July cotton has sold off over the last month along with the rest of this year’s crop markets. The drop in the cotton market however is being bought with considerable interest by the cotton market’s end user commercial traders. Commercial traders have been net buyers in each of the last four weeks adding more than 22,000 contracts. Furthermore, while the commercial traders have been adding to their long position, overall open interest has been declining. This places a larger concentration of positions in the hands of the commercial traders as the market’s other players are getting washed out on this downdraft.
Technically, the short-term moves in the cotton futures market appear to be setting up a textbook bullish divergence bottom which you can see on this chart.

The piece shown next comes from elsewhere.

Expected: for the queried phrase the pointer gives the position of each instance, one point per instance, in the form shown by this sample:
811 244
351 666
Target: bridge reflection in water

The first low was made on May 28 at 83.86. This was low enough to trigger the first buy signal which we sent out the following day. Three sessions later, the market traded up to 88.60. Yesterday’s low of 84.07 came very near our previous protective stop price but more importantly, it registered a much higher reading on our short-term momentum indicator. The large difference in this indicator reading versus market lows only .21 points apart is the key visual signal in this bullish divergence pattern.
There is a golden setup here to re-purchase the cotton futures market, buying the decline along with the commercial traders. Most importantly, the risk on the trade is only to yesterday’s low of 84.07. Whether the trader chooses to buy in above today’s high on a stop, forcing the market to prove its conviction or, takes advantage of the minimal risk based on the market’s current price, this is a classic commodity trading pattern.